I'm trying to figure out whether the basis of $\mathbb{Q}(x)$ over $\mathbb{Q}$ is countable when $x$ is transcendental. I know that the elements in $\mathbb{Q}(x)$ will be rational functions in $x$ and so they are countable like algebraic numbers.

Let the rank be the sum of coefficients and degrees of polynomials in denominator and numerator.

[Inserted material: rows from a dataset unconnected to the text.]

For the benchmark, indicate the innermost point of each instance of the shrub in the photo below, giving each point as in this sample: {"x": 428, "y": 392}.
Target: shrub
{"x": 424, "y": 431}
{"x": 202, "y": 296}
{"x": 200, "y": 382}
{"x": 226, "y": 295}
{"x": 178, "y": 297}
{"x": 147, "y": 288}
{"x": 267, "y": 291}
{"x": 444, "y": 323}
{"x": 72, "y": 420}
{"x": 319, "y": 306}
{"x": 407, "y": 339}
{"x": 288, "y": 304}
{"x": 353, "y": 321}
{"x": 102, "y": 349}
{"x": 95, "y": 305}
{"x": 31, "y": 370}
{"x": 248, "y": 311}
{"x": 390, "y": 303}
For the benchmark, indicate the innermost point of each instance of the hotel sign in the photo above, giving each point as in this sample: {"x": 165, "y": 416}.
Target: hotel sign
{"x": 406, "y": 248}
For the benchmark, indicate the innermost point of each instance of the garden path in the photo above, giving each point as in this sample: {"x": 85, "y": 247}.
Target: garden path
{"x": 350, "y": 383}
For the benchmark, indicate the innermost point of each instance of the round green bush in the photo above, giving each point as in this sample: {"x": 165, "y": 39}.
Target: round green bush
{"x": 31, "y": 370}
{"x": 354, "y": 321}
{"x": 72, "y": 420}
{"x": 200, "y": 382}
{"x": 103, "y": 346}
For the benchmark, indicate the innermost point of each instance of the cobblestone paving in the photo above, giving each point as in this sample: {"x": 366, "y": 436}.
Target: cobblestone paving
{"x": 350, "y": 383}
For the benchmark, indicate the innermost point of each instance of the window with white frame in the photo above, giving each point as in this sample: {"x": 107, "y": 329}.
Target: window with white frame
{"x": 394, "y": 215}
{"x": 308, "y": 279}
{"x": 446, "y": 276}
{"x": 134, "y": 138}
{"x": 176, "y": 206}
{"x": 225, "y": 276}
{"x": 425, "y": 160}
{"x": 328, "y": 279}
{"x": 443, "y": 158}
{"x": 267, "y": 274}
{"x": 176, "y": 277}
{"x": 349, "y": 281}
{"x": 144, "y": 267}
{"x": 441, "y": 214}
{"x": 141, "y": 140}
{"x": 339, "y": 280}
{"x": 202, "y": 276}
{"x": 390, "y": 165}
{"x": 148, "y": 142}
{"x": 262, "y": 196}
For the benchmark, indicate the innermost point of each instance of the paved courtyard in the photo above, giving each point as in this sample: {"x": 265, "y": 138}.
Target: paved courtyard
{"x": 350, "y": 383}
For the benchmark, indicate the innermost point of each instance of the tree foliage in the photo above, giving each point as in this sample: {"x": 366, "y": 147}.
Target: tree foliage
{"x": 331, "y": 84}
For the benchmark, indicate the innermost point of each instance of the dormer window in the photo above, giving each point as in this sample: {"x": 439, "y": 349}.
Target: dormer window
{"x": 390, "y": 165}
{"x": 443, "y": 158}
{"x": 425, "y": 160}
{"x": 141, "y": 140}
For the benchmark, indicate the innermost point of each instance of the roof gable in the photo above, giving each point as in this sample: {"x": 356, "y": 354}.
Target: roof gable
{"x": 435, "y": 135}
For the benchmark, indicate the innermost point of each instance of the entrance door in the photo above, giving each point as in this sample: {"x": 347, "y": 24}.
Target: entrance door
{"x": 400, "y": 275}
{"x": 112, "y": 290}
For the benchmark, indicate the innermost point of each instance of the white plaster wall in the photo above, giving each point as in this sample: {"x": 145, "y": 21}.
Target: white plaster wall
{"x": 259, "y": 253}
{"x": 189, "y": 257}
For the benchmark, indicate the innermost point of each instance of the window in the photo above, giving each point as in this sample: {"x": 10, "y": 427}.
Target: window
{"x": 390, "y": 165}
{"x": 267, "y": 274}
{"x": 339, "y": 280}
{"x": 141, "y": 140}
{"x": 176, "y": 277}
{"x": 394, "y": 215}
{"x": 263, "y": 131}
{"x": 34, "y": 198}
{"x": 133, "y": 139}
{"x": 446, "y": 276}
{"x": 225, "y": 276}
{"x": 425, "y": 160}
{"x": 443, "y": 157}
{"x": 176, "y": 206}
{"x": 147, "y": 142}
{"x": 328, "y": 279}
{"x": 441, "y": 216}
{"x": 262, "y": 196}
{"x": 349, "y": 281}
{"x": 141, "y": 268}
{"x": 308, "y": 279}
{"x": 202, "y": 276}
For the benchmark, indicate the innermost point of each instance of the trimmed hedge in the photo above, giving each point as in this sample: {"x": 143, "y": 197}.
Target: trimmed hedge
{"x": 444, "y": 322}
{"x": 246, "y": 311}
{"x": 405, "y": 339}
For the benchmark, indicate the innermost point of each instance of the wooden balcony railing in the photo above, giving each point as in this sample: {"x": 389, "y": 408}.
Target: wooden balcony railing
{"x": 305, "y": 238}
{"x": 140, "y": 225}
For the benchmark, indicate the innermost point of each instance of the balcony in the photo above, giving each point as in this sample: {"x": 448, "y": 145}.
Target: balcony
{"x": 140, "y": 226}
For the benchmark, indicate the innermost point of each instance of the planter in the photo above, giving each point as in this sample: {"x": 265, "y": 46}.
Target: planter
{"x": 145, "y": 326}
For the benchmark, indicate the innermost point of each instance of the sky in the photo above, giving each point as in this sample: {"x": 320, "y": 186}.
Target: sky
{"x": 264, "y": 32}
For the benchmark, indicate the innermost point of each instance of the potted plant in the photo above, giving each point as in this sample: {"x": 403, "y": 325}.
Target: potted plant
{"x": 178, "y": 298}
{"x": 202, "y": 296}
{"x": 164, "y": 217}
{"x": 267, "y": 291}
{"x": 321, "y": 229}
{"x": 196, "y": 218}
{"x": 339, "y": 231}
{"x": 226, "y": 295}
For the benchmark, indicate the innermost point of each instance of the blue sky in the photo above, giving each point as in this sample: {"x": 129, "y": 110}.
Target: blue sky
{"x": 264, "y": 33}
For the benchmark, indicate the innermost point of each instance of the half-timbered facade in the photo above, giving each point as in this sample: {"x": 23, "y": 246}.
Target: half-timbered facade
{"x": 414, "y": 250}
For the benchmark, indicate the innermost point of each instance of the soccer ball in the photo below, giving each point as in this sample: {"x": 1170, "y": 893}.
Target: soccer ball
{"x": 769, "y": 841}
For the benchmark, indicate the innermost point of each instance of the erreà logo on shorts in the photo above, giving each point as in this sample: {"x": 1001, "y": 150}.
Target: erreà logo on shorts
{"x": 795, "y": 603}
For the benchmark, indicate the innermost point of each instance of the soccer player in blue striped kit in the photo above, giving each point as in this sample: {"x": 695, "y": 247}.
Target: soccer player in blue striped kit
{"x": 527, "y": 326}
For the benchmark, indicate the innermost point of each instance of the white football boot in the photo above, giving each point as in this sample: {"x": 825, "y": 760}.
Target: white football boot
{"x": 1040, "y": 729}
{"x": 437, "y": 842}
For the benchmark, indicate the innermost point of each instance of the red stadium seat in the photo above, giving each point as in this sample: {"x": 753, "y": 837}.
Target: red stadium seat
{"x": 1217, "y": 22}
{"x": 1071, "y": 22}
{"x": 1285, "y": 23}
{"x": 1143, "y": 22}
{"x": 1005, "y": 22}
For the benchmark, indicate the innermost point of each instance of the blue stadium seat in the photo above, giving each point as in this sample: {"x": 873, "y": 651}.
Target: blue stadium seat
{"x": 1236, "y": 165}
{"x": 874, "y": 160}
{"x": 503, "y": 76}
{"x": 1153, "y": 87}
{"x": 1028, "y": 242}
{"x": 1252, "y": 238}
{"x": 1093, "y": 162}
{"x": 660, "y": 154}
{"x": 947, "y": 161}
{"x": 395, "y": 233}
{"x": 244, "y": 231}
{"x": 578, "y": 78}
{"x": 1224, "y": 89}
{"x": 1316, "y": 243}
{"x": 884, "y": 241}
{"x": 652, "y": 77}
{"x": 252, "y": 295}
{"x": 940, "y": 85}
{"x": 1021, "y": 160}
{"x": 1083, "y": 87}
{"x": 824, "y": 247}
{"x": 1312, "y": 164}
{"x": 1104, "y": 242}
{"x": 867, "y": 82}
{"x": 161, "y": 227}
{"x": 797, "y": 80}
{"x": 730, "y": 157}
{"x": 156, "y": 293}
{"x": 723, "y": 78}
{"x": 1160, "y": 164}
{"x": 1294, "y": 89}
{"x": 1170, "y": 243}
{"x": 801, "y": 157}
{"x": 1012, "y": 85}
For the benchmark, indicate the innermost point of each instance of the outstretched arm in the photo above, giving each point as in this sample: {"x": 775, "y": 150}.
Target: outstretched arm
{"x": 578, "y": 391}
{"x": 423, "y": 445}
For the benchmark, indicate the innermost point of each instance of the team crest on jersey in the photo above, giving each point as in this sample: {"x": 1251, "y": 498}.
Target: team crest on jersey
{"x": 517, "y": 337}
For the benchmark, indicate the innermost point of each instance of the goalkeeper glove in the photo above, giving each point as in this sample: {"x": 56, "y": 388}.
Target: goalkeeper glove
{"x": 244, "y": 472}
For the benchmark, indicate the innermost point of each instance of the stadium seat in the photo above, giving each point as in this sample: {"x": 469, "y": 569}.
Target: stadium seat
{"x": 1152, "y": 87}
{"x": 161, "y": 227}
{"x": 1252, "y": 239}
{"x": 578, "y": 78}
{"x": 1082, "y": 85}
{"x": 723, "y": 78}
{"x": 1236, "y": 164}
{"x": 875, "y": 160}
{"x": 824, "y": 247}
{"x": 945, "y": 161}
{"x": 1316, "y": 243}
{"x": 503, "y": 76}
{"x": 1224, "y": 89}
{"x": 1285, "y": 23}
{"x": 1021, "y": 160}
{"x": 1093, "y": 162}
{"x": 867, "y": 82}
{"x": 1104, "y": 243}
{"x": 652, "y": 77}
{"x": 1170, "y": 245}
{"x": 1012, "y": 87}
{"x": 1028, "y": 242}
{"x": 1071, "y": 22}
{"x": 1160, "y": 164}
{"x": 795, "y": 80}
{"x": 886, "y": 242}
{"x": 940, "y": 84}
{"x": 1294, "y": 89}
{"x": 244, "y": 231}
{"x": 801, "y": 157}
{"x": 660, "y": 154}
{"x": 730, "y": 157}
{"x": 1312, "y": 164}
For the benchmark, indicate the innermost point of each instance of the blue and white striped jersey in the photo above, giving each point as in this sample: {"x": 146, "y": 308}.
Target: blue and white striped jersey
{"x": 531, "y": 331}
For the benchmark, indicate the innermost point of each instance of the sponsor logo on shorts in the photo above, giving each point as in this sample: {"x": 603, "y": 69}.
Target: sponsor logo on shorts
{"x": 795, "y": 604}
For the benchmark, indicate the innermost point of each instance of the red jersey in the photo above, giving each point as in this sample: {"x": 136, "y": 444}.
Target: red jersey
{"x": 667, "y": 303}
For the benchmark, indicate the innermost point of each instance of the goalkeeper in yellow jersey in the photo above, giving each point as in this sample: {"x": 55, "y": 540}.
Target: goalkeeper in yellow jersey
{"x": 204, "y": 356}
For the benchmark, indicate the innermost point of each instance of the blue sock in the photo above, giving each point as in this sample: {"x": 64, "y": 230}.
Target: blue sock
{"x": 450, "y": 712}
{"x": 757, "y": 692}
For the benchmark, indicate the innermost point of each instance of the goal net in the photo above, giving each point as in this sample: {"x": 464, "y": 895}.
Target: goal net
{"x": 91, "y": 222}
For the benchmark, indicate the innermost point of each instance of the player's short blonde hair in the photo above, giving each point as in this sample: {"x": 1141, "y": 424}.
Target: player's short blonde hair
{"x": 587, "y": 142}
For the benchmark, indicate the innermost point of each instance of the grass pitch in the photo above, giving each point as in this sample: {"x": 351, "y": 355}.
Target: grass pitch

So it passes the necessary condition for countable basis outlined by Asaf Karagila in Countable/uncountable basis of vector space. I have no more ideas to go with.

Edit:

Obviously a basis will have to be countable if the space is countable. So how do I go about finding a basis?

Answer 1

I'll answer my own question using the suggestion by GEdgar in the comments. $\mathbb Q[x]$ is a Euclidean Domain and by the theorem of Partial Fractions

Let $f$ and $g$ be nonzero polynomials over a field $K$. Write $g$ as a product of powers of distinct irreducible polynomials :

$$g=\prod_{i=1}^k p_i^{n_i}$$

There are (unique) polynomials $b$ and $a_{ij}$ with deg$(a_{ij})<$deg$(p_i)$ such that

$$\frac{f}{g}=b+\sum_{i=1}^k\sum_{j=1}^{n_i}\frac{a_{ij}}{p_i^j}$$

If deg$(f)<$deg$(g)$, then $b=0$.

Let $\mathcal{B_1}=\{x^n : n\in\mathbb{N}\}$ and $\mathcal{B_2}=\left\{\dfrac{x^n}{p^m} : p \text{ is a monic irreducible and } 0\le n < \text{deg}(p)\right\}$.

The theorem implies $\cal B_1 \cup B_2$ is a basis for $\mathbb Q(x)$ over $\mathbb Q$